Stifling Section 12J investment is a bad move, warn experts

Experts have criticised an intended legislative crackdown on abuse of the Section 12J tax incentive, saying it could stifle growing SMEs just as the incentive begins to deliver results.

Section 12J of the Income Tax Act was originally meant to raise funding for development of small and medium enterprises by giving investors a tax break.

It enables investors already at the highest marginal tax rate of 45%, to deduct the full amount of an investment in a qualifying business from his or her tax liability in the year in which it is made.

Sectors which qualify include hospitality, renewable energy and manufacturing.

The 2019 Taxation Laws Amendment Bill, gazetted last year, proposes that the amount coming from a single investor be capped at R2.5m per individual or trust per annum and R5m per company per annum, according to Dino Zuccollo of Westbrooke Alternative Asset Management.

The rationale behind the bill was to curb abuse, but experts have argued that the S12J industry has only recently begun gaining traction – and that abuse is difficult to pinpoint in the first place.

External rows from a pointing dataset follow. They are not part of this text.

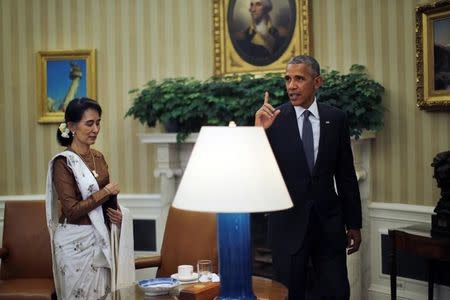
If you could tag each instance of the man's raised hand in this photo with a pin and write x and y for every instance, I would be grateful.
(266, 114)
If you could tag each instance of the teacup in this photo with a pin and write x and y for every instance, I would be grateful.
(185, 272)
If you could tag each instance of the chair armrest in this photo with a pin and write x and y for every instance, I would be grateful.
(147, 262)
(3, 253)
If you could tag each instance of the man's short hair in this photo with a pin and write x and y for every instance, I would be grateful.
(307, 60)
(266, 3)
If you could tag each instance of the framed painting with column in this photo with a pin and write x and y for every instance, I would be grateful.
(61, 76)
(433, 55)
(259, 36)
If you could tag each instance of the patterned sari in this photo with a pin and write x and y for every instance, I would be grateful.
(88, 260)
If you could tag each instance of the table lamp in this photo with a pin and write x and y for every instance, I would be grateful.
(232, 171)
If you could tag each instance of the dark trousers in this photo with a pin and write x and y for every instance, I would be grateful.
(317, 262)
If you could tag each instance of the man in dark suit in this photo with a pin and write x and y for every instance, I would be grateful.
(311, 143)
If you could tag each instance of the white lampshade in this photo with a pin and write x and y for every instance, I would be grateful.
(232, 169)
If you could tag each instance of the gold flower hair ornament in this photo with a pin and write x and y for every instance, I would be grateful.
(64, 130)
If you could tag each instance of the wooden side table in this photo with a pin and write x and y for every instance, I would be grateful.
(417, 239)
(264, 289)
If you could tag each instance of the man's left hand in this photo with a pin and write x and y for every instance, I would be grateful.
(115, 215)
(353, 240)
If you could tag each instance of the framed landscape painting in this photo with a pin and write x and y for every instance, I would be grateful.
(61, 76)
(259, 36)
(433, 55)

"The introduction of the annual investment cap is the natural progression of a successful incentive and highlights the extent of the popularity and take up thereof," says Zuccollo.

Just beginning

Donald Fisher-Jeffes, a director at Webber Wentzel, told Fin24 government's idea with Section 12J was to assist the socio-economic development of SMEs which would not otherwise have access to funding.

However, when the Section 12J incentive was introduced, the provisions initially seemed very vague and not very attractive to investors, he says. According to him, interest only began picking up over the last four years, and increasing numbers of Section 12J venture capital companies were established.

What's abuse?

"Many have done good work in the entrepreneurial sector.

"Unfortunately, a small minority of businesses are using the Section 12J vehicle as a mechanism to potentially invest in either assets or transactions which are not necessarily aligned to the original purpose of the act. That gave rise to a number of subsequent regulations," says Fisher-Jeffes.

"Abuse is difficult to pinpoint. An example of 'abuse' would be a holiday home turned into a Section 12J company, claiming it falls in the category 'hotel keeper'. The SA Revenue Service has wised up to this, so it has refined the legislation."

Fisher-Jeffes notes that the Section 12J tax incentive has a sunset clause, which provides that no deductions would be allowed after June 30, 2021.

"It would be interesting to see if Treasury extends the date as it gave rise to a new industry," he says.

'Only begun'

Gadi Cohen, CEO of Section 12J asset manager Optomise Alternative Investments, believes National Treasury's proposal to cap the amount that high net worth individuals can invest in Section 12J schemes will stifle the aim of growing SMEs just as the incentive is starting to deliver real results.

According to Cohen, the South African S12J industry has matured as more sophisticated investors became aware of the tax benefits involved. Optomise recently partnered with Stockdale Street's CCP S12J fund, to create an S12J asset manager in South Africa with R340m assets under management.

"As the industry has only begun gaining traction over the last three years, it is still young but over time, the multiplier effect of the growth of businesses and job creation will provide additional impetus to raising South Africa’s employment rate," says Cohen.

Jeff Miller, CEO of Grovest Corporate Advisory, says that, rather than looking to banks, which, in his view, have become more stringent in their lending, local hospitality businesses should rather consider other capital-raising alternatives such as Section 12J.

In his experience, new Section 12J hospitality projects have even contributed towards sustainable land reform. He gives the Mdluli Safari Lodge, situated within the borders of the Kruger National Park, as an example.

Francois van Zyl, a partner at 12Cape, a Section 12J investment fund that owns the newly opened Latitude Aparthotel in Sea Point, Cape Town, says the prospective growth in tourist arrivals in Cape Town will increase the demand for serviced holiday villas and self-catering apartments. He sees the hotel as an example of how the Section 12J company plans to deploy investors' capital in future.